Cela donnerait au ministère de l’Agriculture un budget supplémentaire de 4 à 11 milliards, prélevé sur les agriculteurs les moins vertueux (malus) et affecté aux agriculteurs les plus vertueux (bonus).
Seraient ainsi soutenus par le produit de la taxation :
- le maintien des prairies permanentes (200 à 457 €/ha),
- la diversification des cultures (130 à 303 €/ha),
- les SIE (200 €/ha),
- les trames vertes et bleues ainsi que les zones Natura 2000,
- des contrats dits d’innovation agro-écologique (soutenant la conversion en AB ou en HVE).
DES AIDES PAC QUASIMENT DIVISÉES PAR 2 !
Le 1er pilier (aides découplées à l’hectare) laisserait la place à un paiement à l’équivalent temps plein (ETP) annuel ou UTA. Au lieu d’un paiement moyen de 135 €/ha, cela donnerait un paiement de 8 000 €/ETP/an !
La chute des aides PAC serait ainsi vertigineuse :
– 46% d’aides pour un céréalier !
– 40% d’aides pour un éleveur laitier dit intensif !
FRANCE STRATÉGIE NE PROPOSE AUCUNE RÉGULATION DES MARCHÉS !

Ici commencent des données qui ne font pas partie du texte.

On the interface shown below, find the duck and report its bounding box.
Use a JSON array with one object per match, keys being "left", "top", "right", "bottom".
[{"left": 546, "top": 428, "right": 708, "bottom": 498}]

La mise en place de ce système de bonus-malus serait envisagée de façon progressive. Elle ne nécessiterait aucune adaptation préalable des fondements européens de la PAC.
Concrètement, pendant que les agriculteurs français se retrouveraient menés au bâton et à la carotte, les agriculteurs des autres États membres pourraient bénéficier d’un régime plus clément. Il viendrait de fait aggraver les distorsions de concurrence intra-communautaires. La politique agricole COMMUNE ne serait ainsi qu’un lointain souvenir !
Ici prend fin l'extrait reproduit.